Poor growth is a common feature of symptomatic children (Centers for Disease Control stage P2) infected with human immunodeficiency virus-1 (HIV-1). However, several previous studies have failed to show any relationship between serum hormone levels and poor growth. To assess the roles of hormone deficiency and hormone resistance in the development of poor growth in HIV-1-infected children, we studied six asymptomatic Centers for Disease Control stage P1 [height SD score = 0.01 +/- 1.0 (mean +/- SD)], 10 P2 (height SD score = -2.0 +/- 1.0), and six short, normal children (height SD score = 2.4 +/- 1.2). Mean weight:height SD scores were similar in all three groups, suggesting that gross nutritional status did not differ between groups. There were no significant differences between groups with respect to mean plasma levels of IGF-I, thyroid hormones, TSH, and cortisol. As an index of hormone sensitivity, we quantified in vitro colony formation of erythroid progenitor cells, isolated from peripheral blood of study subjects, in response to IGF-I, growth hormone (GH), and insulin.
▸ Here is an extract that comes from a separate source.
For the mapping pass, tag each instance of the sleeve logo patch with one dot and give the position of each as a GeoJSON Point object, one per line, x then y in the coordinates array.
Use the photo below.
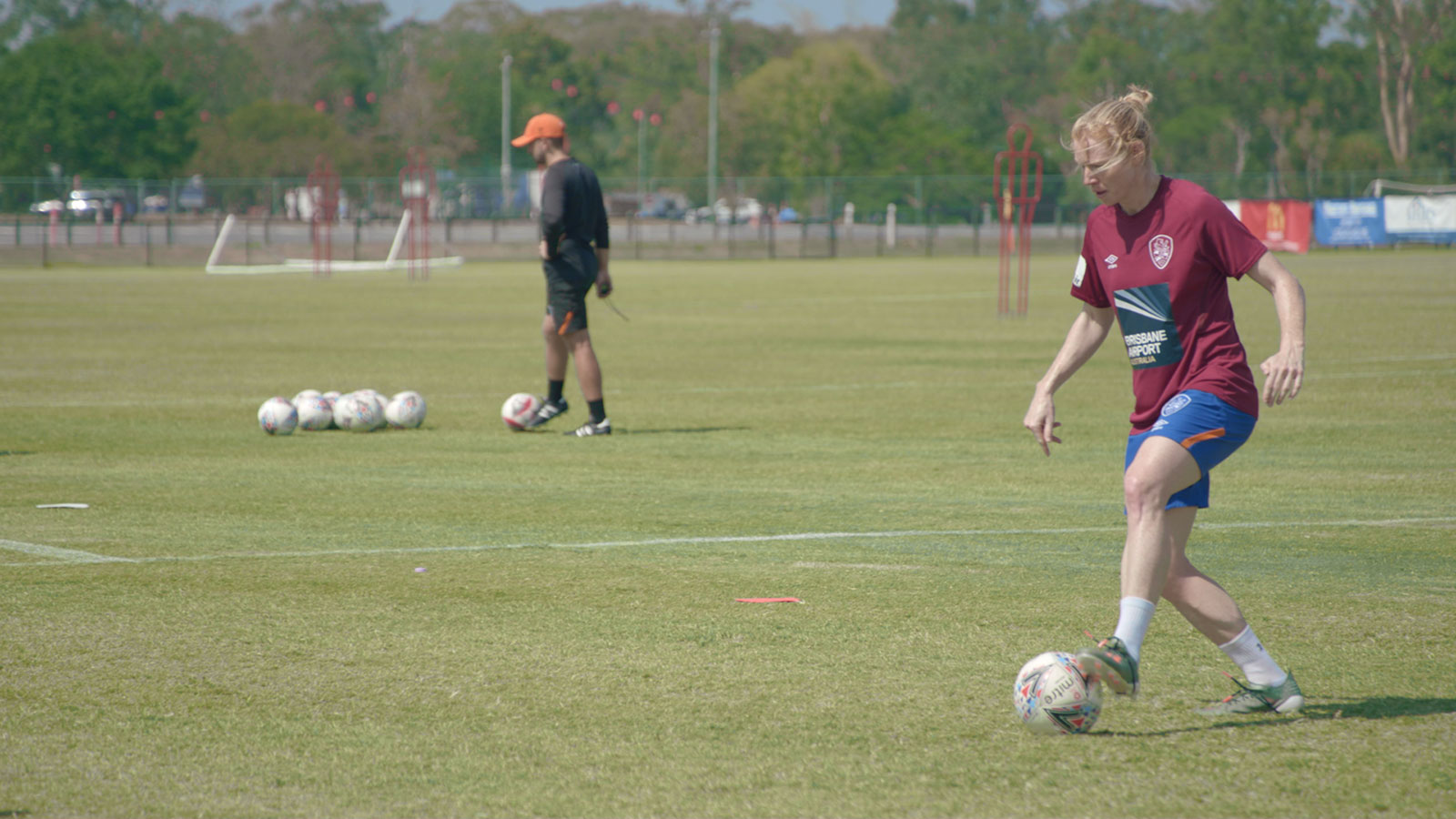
{"type": "Point", "coordinates": [1162, 249]}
P2 subjects had a quantitative mean reduction in erythroid progenitor cells colony formation in response to IGF-I of 32% compared with P1 subjects (p = 0.001 by analysis of variance) and 21% compared with controls (p = 0.006); in response to GH of 21% compared with controls (p = 0.015); and in response to insulin of 35% compared with P1 subjects (p = 0.038) and 34% compared with controls (p = 0.004). Similar qualitative differences (changes in shape) of the three hormone response curves between P2 and P1 and P2 and control subjects were observed. No differences in either quantitative or qualitative erythroid progenitor cells responses to IGF-I, GH, or insulin between P1 and control subjects were observed. We conclude that more severe HIV-1 infection in children is associated with in vitro resistance to the growth-promoting actions of IGF-I, GH, and insulin that is unrelated to the presence of gross malnutrition, differences in hematologic status, or overwhelming illness. This resistance to IGF-I could contribute to the poor in vivo growth seen in symptomatic HIV-1-infected children.